A 2x converter on a lens would add 2 stops to the aperture setting so your f5.6 lens would become f11 - clearly that would have an affect on the light getting to the camera sensor and would affect the AF speed of the lens, also it would affect the image quality depending on the quality of the converter.
If there is plenty of light and the converter is very good quality the amount of degradation of image and AF speed might be minimal but in less light the degradation would become more noticeable.
 
What effect do they have on speed etc? If a lens is at say, f5.6 what would it be at with a tele-converter? If it's 2x would it be twice as slow/dark?

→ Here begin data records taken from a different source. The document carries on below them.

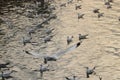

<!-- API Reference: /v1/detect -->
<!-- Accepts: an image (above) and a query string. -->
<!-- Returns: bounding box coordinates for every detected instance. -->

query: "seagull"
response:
[65,76,76,80]
[44,35,53,43]
[67,36,73,45]
[0,62,10,69]
[0,70,16,80]
[40,64,49,78]
[85,66,96,78]
[25,41,82,64]
[93,8,100,13]
[98,13,104,18]
[45,28,54,34]
[79,34,88,40]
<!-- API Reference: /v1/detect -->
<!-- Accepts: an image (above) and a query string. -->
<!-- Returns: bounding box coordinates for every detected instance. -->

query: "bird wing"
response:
[52,41,82,59]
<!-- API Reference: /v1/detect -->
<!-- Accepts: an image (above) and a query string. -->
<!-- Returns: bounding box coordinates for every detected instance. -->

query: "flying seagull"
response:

This is probably a stupid question!

Two stops of aperture lost with a 2x, one stop with 1.4x, ie a 100mm f/2.8 lens would become either 200mm f/5.6 or 140mm f/4. Minimum focusing distance stays the same; AF speed is slower, but maybe not noticeably; image quality is reduced, though that depends far more on the quality of the mother lens than with a decent quality telecon; they work better with longer lenses like over 100mm.

Other very important points are that not all telecons will fit all lenses (the protruding front won't physically fit), and if the f/number rises above f/5.6 most Canon cameras* won't AF at all; Nikons will try to AF, but may not, or not very well.

* Canon 1DX, 5D3 and 7D2 will AF at up to f/8.